20. Apr. 2013Chronisch obstruktive Tubenfunktionsstörung

Ballondilatation funktioniert auch im Ohr

Ein unangenehmes Druckgefühl vor allem beim Fliegen und bei Berg- und Talfahrten, ohne dass ein Valsalva-Manöver hilft – hinter solchen Problemen kann eine chronisch obstruktive Tubenfunktionsstörung stecken.

Eine Ballondilatation der eustachischen Röhre kann eventuell helfen. Die Ohrtrompete oder Tuba Eustacchii zwischen Nasenrachenraum und Paukenhöhlenöffnung trägt entscheidend zum Luftdruckausgleich bei. Bei etwa einem Prozent der Bevölkerung ist diese Funktion durch eine chronische Obstruktion gestört, was häufig als sehr unangenehm empfunden wird.

Endoskop durch die Nase und die Tube weiten

Dr. Stefanie Schröder und ihre Arbeitsgruppe von der Klinik für Hals-Nasen-Ohrenheilkunde des Klinikums Bielefeld haben mit der Ballondilatation der eustachischen Röhre eine neue Methode entwickelt, betroffenen Patienten zu helfen. Bei diesem Eingriff wird das Tubenendoskop in einer kurzen Vollnarkose durch die Nase bis in den Rachen geschoben und vor dem Tubenwulst platziert. Anschließend wird der 2 cm lange Ballon in den knorpeligen Anteil der Tuba auditiva positioniert und hier für zwei Minuten mit einem Druck von 10 bar aufgepumpt.

Doch soll diese Dilatation langfris­tig funktionieren? Die HNO-Ärzte vermuten, dass es unter der akuten Druckapplikation möglicherweise zu Mikrofrakturen im Knorpel kommt, die wiederum für eine dauerhafte Erweiterung der verengten Tuba auditiva sorgen. Ihre Methode haben die Kollegen bei 120 Patienten bzw. 209 Eustachio-Röhren getestet. In allen Fällen lag eine klinisch erfassbare, chronisch obstruktive Tubendysfunktion mit nicht durchführbarem Valsalva-Manöver vor.

Nach der Dilatation für fünf Tagen Antibiotika

Der Eingriff ließ sich bei fast allen Patienten problemlos durchführen – nur in einem Fall musste man wegen einer massiven Vernarbung des Tubenostiums aufgeben. Der durchschnittliche Krankenhausaufenthalt betrug drei Tage und die Patienten erhielten für fünf Tage eine Antibiotikaprophylaxe. Die Nachbehandlung bestand in der Anwendung eines Xylometazolin/Dexpanthenol-Nasensprays für sieben Tage und eines kortisonhaltigen Nasensprays für zwei Monate. Komplikationen traten nicht auf.

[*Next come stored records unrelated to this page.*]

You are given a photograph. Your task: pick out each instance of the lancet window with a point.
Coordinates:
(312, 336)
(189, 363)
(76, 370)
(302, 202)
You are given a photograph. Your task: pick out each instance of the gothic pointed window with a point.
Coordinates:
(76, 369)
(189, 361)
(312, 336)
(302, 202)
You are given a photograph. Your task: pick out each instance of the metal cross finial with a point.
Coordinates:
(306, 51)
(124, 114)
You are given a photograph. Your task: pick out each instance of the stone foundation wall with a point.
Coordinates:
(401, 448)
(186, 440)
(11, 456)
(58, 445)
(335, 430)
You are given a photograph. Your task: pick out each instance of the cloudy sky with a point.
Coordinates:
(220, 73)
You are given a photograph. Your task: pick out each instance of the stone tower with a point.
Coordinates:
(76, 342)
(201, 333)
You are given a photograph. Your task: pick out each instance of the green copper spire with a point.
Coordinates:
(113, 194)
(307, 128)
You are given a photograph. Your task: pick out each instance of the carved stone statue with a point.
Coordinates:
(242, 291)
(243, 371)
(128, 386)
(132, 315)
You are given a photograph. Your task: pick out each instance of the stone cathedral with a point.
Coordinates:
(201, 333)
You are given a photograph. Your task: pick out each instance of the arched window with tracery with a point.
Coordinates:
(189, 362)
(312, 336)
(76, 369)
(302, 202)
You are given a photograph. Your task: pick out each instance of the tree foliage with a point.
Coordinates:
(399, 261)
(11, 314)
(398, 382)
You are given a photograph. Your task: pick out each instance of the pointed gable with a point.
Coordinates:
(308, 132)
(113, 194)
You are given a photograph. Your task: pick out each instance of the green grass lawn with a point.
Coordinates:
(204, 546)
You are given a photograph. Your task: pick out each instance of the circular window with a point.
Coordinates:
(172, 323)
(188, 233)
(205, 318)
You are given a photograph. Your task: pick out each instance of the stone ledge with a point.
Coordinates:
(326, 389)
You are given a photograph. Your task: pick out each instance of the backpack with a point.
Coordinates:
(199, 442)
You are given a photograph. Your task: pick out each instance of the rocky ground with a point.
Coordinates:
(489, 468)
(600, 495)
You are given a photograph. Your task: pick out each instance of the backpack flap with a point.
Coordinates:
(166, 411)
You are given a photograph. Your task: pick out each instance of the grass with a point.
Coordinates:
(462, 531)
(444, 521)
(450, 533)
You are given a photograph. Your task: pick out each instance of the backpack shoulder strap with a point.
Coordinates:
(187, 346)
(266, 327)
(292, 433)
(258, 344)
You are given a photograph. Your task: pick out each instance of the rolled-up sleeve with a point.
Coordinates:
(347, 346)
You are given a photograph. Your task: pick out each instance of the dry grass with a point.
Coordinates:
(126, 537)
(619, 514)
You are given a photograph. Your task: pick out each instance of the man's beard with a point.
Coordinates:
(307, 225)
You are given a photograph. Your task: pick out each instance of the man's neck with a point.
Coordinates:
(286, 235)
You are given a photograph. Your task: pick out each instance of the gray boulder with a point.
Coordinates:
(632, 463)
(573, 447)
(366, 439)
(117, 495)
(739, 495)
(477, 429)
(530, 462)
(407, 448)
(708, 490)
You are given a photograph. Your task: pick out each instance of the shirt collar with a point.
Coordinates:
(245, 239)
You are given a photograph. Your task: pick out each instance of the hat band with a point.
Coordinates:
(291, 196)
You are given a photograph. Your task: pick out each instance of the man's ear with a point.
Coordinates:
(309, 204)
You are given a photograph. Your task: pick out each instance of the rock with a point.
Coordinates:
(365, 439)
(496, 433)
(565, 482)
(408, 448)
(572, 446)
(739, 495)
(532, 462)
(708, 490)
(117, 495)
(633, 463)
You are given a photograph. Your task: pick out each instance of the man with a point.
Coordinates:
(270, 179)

Etwa 20 % der Patienten gaben schon zum Zeitpunkt der Entlassung eine Besserung der Beschwerden an. Bei 66 Patienten erfolgte eine Nachuntersuchung nach zwei Monaten – jetzt gaben 44 eine erhebliche und 14 Patienten ein leichte Besserung an. Etwa 67 % der Dilatierten waren mit dem Ergebnis sehr zufrieden.

Bei 60 Prozent deutliche Besserung durch Ballondilatation

Im Tubenscore zeigte sich bei 60 % eine deutliche Befundbesserung. Die ers­ten zwölf Patienten konnten nach einem Jahr nachuntersucht werden – zu diesem Zeitpunkt verspürten zehn von ihnen eine deutliche und zwei eine leichte Besserung. Nur bei zwei von 20 behandelten Ohren war immer noch kein Valsalva-Manöver möglich.

Wichtig ist die richtige Indikationsstellung, betont Dr. Schröder. Für eine Dilatation besonders geeignet sind Patienten mit wiederholt nicht durchführbarem Valsalva-Manöver, fehlender Tubenöffnung in der Tubenmanometrie und klassischen Beschwerden. Problematisch sind dagegen beispielsweise sog. „Tubenneurotiker“ mit starken, aber diffusen Beschwerden ohne objektivierbares Korrelat.